In your digestive tract lives a germ known as E. coli. Even though nearly all of us have E. coli living in our digestive tracts, it can make us very, very ill if it gets to some other part of the body. In fact, if you watch a lot of news, you’ve probably seen stories about E. coli getting into water reservoirs or wells and making a lot of people sick.

What many people don’t realize about E. coli, though, is that it’s also the main germ in a urinary tract infection, or UTI. It causes about 85% of all cases. BUT—and this is the part that is really important—even if the bacterium gets into your urinary tract, it can’t cause an infection if it can’t stick to the walls of your bladder or the tubes that carry urine to or from it. In other words, the bacteria need a place to live before they can start to cause an infection.

What cranberry juice does is prevent the germs from grabbing hold and hanging on. Doctors used to think that cranberry juice worked by changing the pH of your urine but now we know that this isn’t true. Cranberry juice can’t really make your urine acidic enough to make a difference so now doctors believe it works by preventing adhesion.

So that’s how cranberry juice works to prevent an infection. But what about the debate over sweetened or unsweetened juice? Well, the reason I said sweetened cranberry juice is OK for people is that most of the studies that looked at cranberry for UTI actually used regular old grocery store brands of sweetened cranberry juice cocktail. If sweetened cranberry juice really “fed” the bacteria that causes an infection, the women in those studies would get more infections—not fewer.

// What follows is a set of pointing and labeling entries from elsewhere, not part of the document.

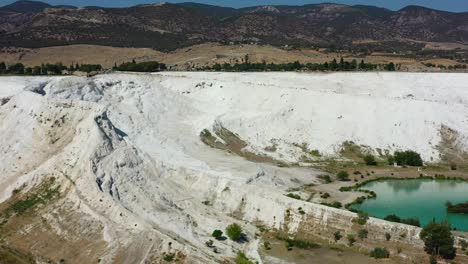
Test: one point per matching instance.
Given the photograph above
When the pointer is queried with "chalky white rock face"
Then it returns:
(128, 145)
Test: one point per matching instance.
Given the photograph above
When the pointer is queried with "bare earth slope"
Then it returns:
(125, 152)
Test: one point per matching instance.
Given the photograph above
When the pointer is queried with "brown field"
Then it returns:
(197, 56)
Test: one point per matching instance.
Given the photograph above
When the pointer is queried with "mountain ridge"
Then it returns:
(170, 26)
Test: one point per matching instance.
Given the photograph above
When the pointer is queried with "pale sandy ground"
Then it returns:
(195, 56)
(126, 148)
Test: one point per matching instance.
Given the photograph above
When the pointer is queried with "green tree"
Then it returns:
(337, 236)
(362, 65)
(388, 236)
(351, 239)
(234, 232)
(380, 253)
(241, 258)
(2, 67)
(342, 176)
(438, 240)
(362, 234)
(218, 234)
(370, 160)
(408, 157)
(390, 67)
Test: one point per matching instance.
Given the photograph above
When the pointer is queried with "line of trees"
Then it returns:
(333, 65)
(47, 69)
(148, 66)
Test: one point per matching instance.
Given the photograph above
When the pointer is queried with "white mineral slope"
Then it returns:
(130, 145)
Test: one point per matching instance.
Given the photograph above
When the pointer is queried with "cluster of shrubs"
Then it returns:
(47, 69)
(406, 158)
(133, 66)
(333, 65)
(408, 221)
(450, 67)
(379, 253)
(461, 208)
(59, 68)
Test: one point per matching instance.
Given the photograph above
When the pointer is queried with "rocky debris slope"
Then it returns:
(127, 153)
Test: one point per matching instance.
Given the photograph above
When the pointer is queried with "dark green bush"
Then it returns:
(218, 234)
(380, 253)
(234, 232)
(438, 240)
(342, 176)
(407, 158)
(370, 160)
(294, 196)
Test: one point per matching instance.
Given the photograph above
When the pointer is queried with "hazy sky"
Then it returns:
(449, 5)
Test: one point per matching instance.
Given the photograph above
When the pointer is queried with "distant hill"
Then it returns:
(26, 7)
(170, 26)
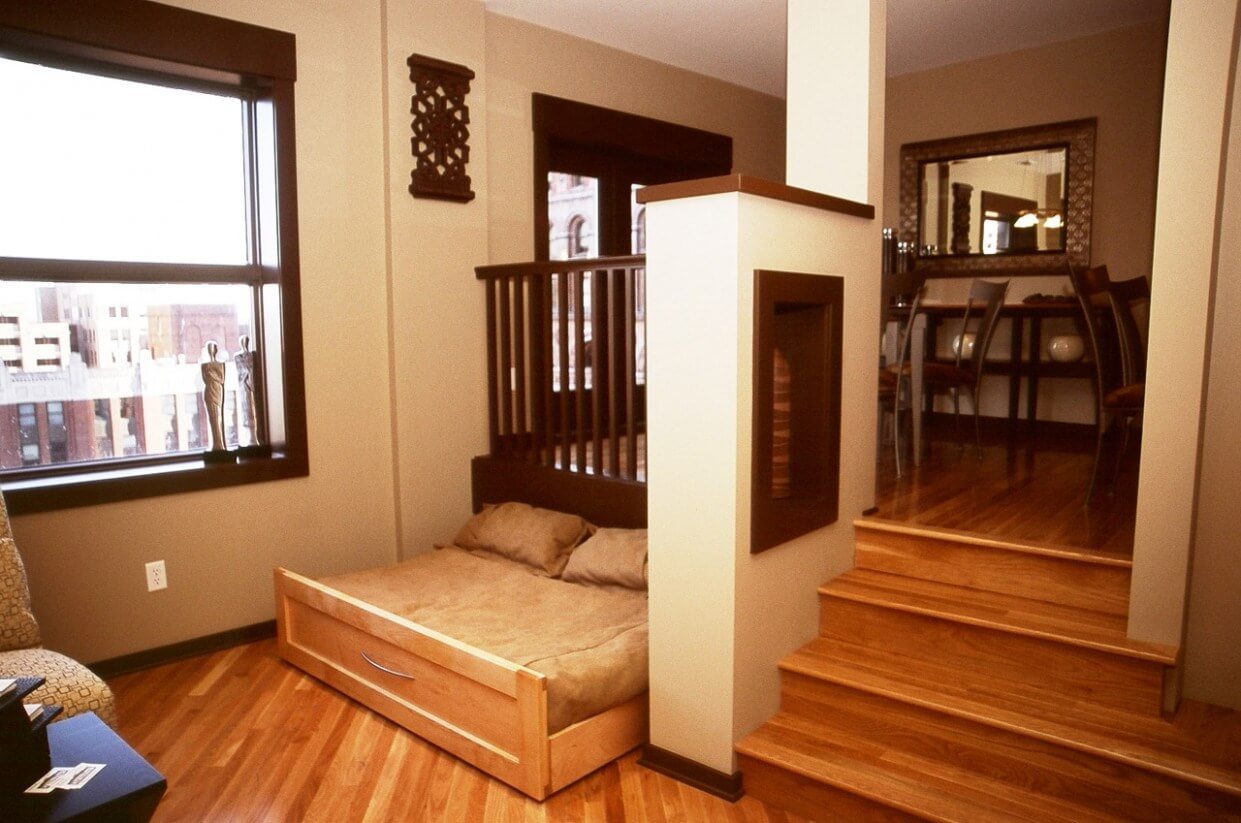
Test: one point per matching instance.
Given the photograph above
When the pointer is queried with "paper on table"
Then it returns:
(50, 781)
(81, 775)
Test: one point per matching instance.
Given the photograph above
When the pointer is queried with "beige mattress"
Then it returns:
(590, 641)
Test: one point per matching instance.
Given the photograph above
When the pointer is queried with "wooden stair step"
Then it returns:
(1200, 746)
(928, 788)
(1079, 577)
(997, 611)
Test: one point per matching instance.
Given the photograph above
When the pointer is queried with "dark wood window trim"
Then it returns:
(603, 143)
(185, 49)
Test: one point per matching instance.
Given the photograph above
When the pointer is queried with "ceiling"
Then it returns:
(742, 41)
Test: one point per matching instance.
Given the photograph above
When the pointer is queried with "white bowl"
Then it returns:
(1065, 348)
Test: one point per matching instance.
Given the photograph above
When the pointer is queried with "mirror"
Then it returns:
(994, 205)
(1012, 202)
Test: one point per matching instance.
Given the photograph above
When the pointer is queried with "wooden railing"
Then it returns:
(566, 364)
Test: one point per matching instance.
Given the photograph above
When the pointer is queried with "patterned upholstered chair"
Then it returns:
(70, 684)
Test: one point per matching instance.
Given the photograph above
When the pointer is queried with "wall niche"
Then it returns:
(796, 451)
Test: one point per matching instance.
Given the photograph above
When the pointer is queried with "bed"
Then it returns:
(536, 694)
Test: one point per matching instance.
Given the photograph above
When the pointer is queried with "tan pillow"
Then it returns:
(17, 626)
(539, 538)
(611, 557)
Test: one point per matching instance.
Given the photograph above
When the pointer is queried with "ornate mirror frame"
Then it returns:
(1077, 137)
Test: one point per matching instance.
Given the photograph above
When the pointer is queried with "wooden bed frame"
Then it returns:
(487, 710)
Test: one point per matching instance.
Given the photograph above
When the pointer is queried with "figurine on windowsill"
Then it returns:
(247, 379)
(214, 399)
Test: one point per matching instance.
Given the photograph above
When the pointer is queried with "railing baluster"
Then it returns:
(639, 297)
(565, 443)
(598, 360)
(493, 381)
(537, 325)
(546, 335)
(519, 366)
(580, 371)
(505, 368)
(629, 379)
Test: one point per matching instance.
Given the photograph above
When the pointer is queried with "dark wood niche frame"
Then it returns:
(803, 315)
(588, 139)
(1076, 137)
(441, 129)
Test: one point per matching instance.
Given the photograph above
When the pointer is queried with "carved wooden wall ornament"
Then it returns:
(441, 129)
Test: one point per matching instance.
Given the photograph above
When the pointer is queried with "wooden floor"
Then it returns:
(1028, 489)
(243, 736)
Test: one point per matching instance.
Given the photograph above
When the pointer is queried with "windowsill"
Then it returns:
(27, 495)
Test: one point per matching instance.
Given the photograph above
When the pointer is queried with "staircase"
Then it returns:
(963, 678)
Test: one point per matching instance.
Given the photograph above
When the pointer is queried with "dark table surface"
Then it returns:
(127, 788)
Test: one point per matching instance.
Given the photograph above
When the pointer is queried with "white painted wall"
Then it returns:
(720, 617)
(1198, 83)
(694, 485)
(1213, 652)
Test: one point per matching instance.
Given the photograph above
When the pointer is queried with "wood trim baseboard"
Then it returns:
(693, 772)
(150, 658)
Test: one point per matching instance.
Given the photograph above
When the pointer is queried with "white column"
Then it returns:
(835, 68)
(1195, 122)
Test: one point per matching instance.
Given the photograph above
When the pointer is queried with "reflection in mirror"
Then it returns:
(995, 204)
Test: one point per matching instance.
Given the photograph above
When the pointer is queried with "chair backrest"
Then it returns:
(906, 333)
(1092, 299)
(1123, 297)
(987, 298)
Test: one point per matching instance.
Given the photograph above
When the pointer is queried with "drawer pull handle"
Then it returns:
(384, 668)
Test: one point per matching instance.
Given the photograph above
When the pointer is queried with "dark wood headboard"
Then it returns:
(604, 502)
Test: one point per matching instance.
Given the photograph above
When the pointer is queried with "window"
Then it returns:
(175, 224)
(592, 160)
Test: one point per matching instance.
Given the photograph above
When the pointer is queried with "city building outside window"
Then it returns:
(123, 255)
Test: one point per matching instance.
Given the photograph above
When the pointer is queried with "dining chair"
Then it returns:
(890, 379)
(1120, 359)
(967, 371)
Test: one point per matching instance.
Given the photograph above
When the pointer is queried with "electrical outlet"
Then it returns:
(156, 576)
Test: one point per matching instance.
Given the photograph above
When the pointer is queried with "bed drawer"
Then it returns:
(441, 695)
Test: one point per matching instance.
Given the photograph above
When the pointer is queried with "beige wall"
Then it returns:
(523, 58)
(437, 305)
(1116, 77)
(86, 565)
(1188, 446)
(1213, 654)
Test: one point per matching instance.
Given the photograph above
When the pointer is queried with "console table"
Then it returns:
(127, 790)
(1024, 364)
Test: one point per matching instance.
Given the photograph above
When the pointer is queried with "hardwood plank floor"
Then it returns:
(1018, 490)
(243, 736)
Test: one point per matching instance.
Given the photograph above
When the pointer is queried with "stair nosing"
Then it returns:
(1041, 729)
(889, 770)
(1147, 652)
(976, 539)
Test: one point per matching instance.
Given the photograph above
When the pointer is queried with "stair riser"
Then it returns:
(809, 798)
(1044, 577)
(1097, 677)
(1077, 777)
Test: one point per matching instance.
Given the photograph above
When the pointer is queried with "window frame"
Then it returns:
(618, 149)
(154, 42)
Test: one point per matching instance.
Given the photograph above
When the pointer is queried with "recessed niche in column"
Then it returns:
(796, 466)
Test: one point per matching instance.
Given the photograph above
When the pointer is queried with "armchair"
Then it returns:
(68, 683)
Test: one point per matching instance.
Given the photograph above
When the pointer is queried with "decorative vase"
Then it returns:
(1065, 348)
(969, 345)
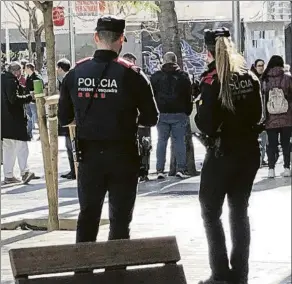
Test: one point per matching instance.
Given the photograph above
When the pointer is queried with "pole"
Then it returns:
(290, 41)
(7, 40)
(71, 33)
(236, 24)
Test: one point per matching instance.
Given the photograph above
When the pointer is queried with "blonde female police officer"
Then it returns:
(229, 111)
(101, 94)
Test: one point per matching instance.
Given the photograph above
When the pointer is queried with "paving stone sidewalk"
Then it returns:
(179, 214)
(163, 208)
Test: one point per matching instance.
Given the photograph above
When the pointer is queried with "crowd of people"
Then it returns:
(174, 95)
(276, 86)
(108, 97)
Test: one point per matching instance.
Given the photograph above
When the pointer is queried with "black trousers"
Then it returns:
(106, 168)
(273, 141)
(68, 144)
(233, 176)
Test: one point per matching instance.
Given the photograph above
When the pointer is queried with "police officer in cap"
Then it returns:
(100, 93)
(229, 110)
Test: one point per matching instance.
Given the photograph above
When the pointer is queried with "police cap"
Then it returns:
(111, 23)
(210, 35)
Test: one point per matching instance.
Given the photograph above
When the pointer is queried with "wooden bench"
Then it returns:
(113, 256)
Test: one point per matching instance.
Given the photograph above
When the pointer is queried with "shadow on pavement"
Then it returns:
(31, 210)
(25, 188)
(22, 237)
(286, 280)
(268, 184)
(68, 192)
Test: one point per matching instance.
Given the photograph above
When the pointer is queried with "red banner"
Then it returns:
(89, 7)
(58, 16)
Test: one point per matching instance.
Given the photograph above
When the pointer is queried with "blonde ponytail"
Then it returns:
(228, 61)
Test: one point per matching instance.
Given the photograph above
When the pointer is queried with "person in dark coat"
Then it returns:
(172, 89)
(144, 137)
(63, 67)
(228, 112)
(100, 94)
(258, 69)
(278, 125)
(14, 125)
(31, 108)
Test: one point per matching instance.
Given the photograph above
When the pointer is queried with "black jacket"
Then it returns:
(62, 131)
(13, 114)
(172, 89)
(238, 130)
(29, 81)
(123, 92)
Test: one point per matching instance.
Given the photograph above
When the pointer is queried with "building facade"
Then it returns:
(279, 10)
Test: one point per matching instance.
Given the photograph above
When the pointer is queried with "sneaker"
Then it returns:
(211, 281)
(161, 175)
(144, 179)
(183, 174)
(27, 177)
(271, 173)
(11, 180)
(70, 175)
(286, 173)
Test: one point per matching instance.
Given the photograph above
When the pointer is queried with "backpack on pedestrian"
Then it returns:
(277, 103)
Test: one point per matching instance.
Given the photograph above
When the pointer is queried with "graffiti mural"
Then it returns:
(192, 46)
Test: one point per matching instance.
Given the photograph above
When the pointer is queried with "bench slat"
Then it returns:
(169, 274)
(69, 258)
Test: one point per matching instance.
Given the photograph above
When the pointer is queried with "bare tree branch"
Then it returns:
(14, 13)
(22, 7)
(39, 5)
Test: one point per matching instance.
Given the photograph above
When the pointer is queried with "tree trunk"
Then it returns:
(50, 46)
(53, 220)
(39, 52)
(170, 38)
(169, 32)
(29, 42)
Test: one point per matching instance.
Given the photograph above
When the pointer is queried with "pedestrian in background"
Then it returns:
(31, 108)
(144, 137)
(258, 68)
(101, 94)
(14, 125)
(277, 91)
(172, 89)
(63, 67)
(228, 112)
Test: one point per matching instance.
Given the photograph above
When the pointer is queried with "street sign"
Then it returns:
(88, 8)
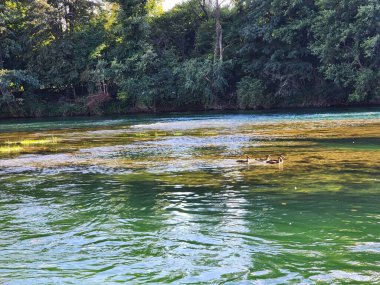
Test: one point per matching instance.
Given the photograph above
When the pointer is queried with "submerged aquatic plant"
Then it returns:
(29, 142)
(10, 149)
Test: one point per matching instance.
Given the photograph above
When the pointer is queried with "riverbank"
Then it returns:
(114, 107)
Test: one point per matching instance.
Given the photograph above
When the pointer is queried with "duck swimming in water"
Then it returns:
(280, 160)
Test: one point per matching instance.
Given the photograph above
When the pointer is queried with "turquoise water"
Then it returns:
(159, 200)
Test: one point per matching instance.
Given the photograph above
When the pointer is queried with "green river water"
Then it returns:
(161, 199)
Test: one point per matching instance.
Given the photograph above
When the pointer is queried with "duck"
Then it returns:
(280, 160)
(246, 160)
(266, 159)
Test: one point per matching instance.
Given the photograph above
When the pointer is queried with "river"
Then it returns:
(161, 199)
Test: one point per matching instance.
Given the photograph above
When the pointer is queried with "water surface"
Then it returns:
(161, 199)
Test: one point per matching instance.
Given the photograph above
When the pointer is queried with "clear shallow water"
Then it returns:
(162, 200)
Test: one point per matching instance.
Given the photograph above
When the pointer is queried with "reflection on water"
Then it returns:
(162, 200)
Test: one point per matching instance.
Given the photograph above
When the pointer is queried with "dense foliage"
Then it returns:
(74, 57)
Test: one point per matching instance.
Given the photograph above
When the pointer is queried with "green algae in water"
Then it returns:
(108, 205)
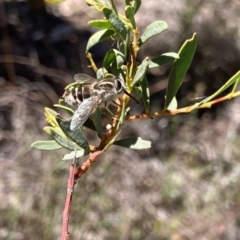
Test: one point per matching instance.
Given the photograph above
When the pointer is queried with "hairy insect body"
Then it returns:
(89, 94)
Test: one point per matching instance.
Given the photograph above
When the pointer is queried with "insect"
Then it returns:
(89, 93)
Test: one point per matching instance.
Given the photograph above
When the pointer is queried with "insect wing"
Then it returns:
(85, 109)
(84, 79)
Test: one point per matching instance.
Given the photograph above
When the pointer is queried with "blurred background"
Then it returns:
(185, 187)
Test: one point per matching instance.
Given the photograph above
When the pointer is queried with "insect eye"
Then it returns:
(118, 84)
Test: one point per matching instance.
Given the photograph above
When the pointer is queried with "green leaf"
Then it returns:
(180, 67)
(109, 58)
(64, 141)
(152, 30)
(116, 22)
(104, 24)
(77, 136)
(67, 109)
(145, 93)
(71, 155)
(173, 105)
(142, 68)
(98, 37)
(162, 59)
(133, 143)
(113, 55)
(129, 12)
(136, 5)
(98, 122)
(46, 145)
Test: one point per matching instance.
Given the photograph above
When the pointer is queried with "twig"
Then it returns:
(86, 165)
(66, 211)
(71, 182)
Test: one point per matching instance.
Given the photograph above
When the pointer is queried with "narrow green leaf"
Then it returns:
(58, 130)
(180, 67)
(136, 5)
(173, 104)
(71, 155)
(142, 68)
(113, 55)
(98, 37)
(77, 136)
(129, 12)
(109, 58)
(133, 143)
(98, 122)
(145, 93)
(230, 82)
(46, 145)
(116, 22)
(67, 109)
(104, 24)
(152, 30)
(162, 59)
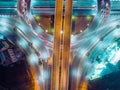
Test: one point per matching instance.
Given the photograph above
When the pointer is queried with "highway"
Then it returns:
(39, 46)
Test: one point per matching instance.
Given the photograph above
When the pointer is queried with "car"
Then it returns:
(10, 52)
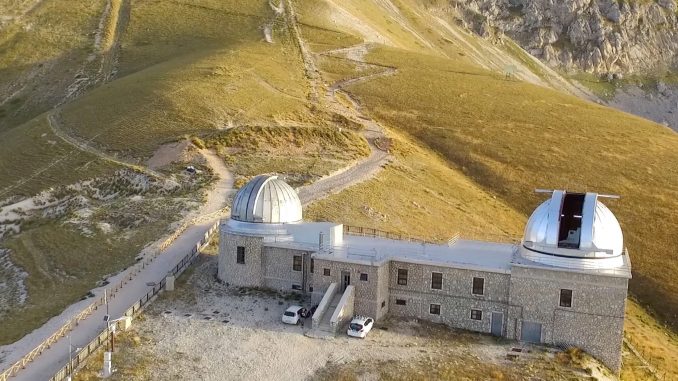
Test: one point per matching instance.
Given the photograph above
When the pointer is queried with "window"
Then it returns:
(240, 255)
(476, 314)
(437, 281)
(296, 263)
(565, 298)
(402, 277)
(478, 286)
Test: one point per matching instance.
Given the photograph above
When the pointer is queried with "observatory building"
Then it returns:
(564, 284)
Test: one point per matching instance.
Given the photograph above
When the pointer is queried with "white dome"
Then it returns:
(266, 199)
(574, 230)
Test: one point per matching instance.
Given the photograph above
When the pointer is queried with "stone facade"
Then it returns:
(595, 320)
(455, 298)
(511, 297)
(250, 273)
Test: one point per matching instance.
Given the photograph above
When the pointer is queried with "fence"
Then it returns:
(104, 336)
(68, 326)
(376, 233)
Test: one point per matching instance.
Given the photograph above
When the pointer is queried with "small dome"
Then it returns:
(266, 199)
(574, 226)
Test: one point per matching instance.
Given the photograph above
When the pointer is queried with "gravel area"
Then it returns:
(206, 330)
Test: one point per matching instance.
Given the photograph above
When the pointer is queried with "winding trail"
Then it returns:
(83, 145)
(363, 169)
(214, 208)
(52, 359)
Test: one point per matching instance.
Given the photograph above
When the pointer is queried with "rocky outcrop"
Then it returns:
(598, 36)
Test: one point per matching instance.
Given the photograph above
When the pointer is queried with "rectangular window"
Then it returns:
(437, 281)
(402, 277)
(478, 286)
(476, 314)
(565, 298)
(240, 255)
(296, 263)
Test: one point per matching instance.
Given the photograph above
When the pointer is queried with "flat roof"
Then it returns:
(464, 254)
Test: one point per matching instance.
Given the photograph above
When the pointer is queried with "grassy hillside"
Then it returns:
(42, 49)
(511, 137)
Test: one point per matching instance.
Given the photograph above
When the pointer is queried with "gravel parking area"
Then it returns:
(205, 330)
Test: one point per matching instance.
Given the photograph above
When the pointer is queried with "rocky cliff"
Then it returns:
(598, 36)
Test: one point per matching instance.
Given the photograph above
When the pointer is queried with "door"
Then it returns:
(497, 323)
(530, 332)
(345, 280)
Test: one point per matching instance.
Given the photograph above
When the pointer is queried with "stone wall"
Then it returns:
(367, 300)
(594, 322)
(279, 273)
(455, 298)
(344, 311)
(249, 274)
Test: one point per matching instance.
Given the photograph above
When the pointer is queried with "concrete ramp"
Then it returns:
(343, 312)
(334, 311)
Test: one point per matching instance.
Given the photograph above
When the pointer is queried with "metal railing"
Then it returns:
(69, 325)
(104, 336)
(376, 233)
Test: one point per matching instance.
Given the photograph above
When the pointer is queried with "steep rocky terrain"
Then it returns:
(598, 36)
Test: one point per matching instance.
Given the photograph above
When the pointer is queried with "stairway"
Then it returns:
(325, 321)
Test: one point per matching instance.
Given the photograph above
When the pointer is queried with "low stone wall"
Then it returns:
(324, 305)
(344, 311)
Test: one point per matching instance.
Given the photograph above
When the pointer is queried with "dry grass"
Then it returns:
(40, 55)
(34, 159)
(301, 154)
(207, 72)
(135, 364)
(421, 196)
(111, 25)
(657, 344)
(64, 263)
(511, 137)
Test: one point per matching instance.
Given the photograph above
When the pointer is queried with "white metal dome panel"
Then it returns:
(266, 199)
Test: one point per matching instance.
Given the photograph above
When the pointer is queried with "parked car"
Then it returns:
(293, 314)
(360, 326)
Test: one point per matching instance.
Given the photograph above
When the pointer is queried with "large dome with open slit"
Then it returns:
(573, 225)
(266, 199)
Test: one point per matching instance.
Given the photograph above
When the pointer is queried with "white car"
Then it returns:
(360, 326)
(293, 314)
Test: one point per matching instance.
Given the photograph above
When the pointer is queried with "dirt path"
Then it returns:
(55, 357)
(364, 169)
(55, 125)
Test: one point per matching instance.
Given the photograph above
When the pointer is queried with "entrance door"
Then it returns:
(345, 280)
(530, 332)
(497, 323)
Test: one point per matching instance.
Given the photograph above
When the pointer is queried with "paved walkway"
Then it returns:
(51, 360)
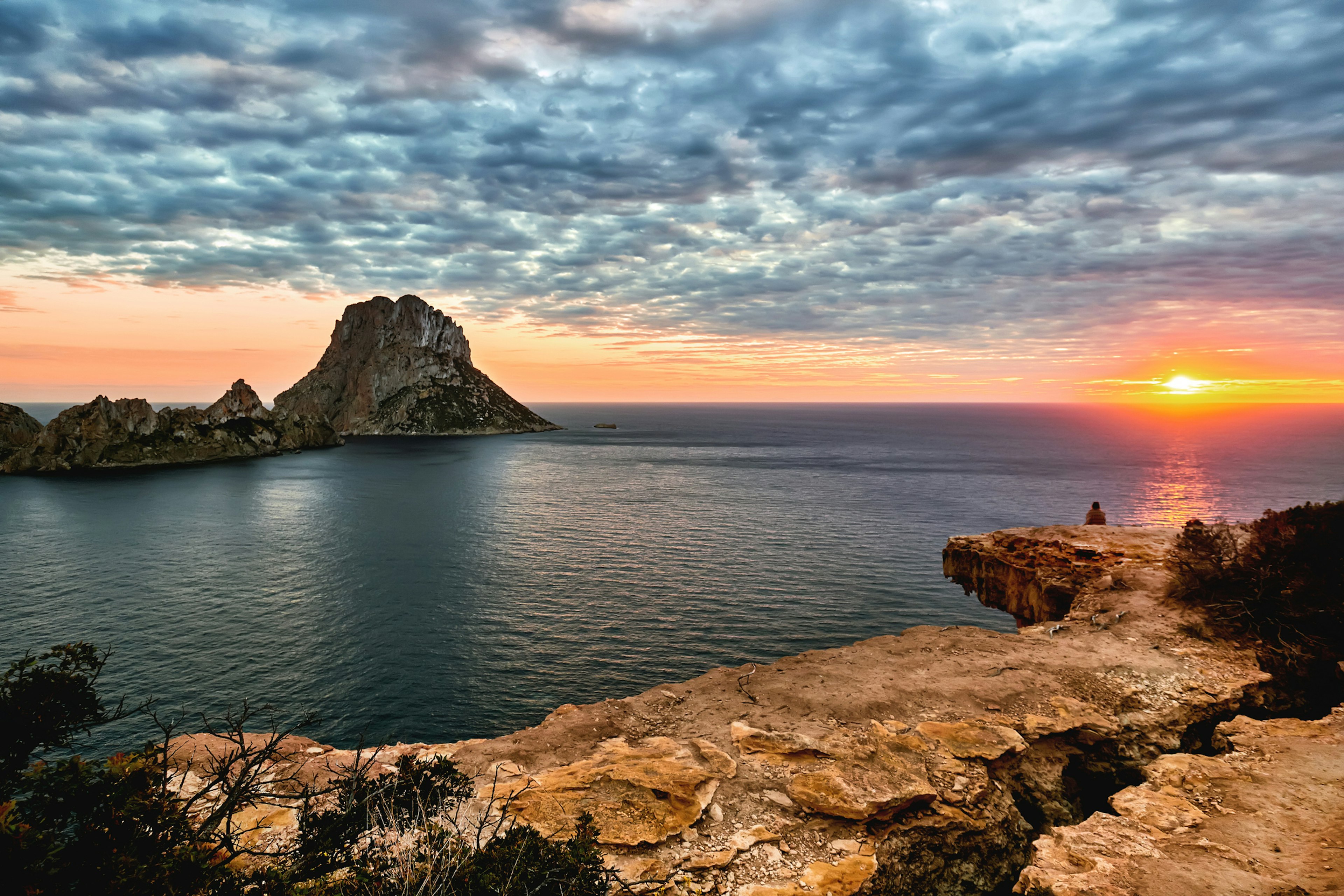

Another reason why sugar can’t feed a bladder infection is that by the time the cranberry juice reaches your bladder, there isn’t any sugar left in it. Your body’s already used it all. In other words, there’s nothing left to “feed” bacteria because your body has already removed all the sugar. If you DID have sugar in your urine, it would mean that your kidneys were not working properly and you’d have much bigger problems than a simple bladder infection.

Ultimately, there’s just no evidence that the sugar in cranberry juice cocktail “feeds” an infection, despite what a lot of “natural” writers like to claim. Until someone can actually prove that the sugar in cranberry juice feeds an infection, I’m going to keep on saying that sweetened cranberry juice is just fine.

References:

Pinzón-Arango, P., et al. (2009). Role of Cranberry on Bacterial Adhesion Forces and Implications for Escherichia coli–Uroepithelial Cell Attachment. Journal of Medicinal Food.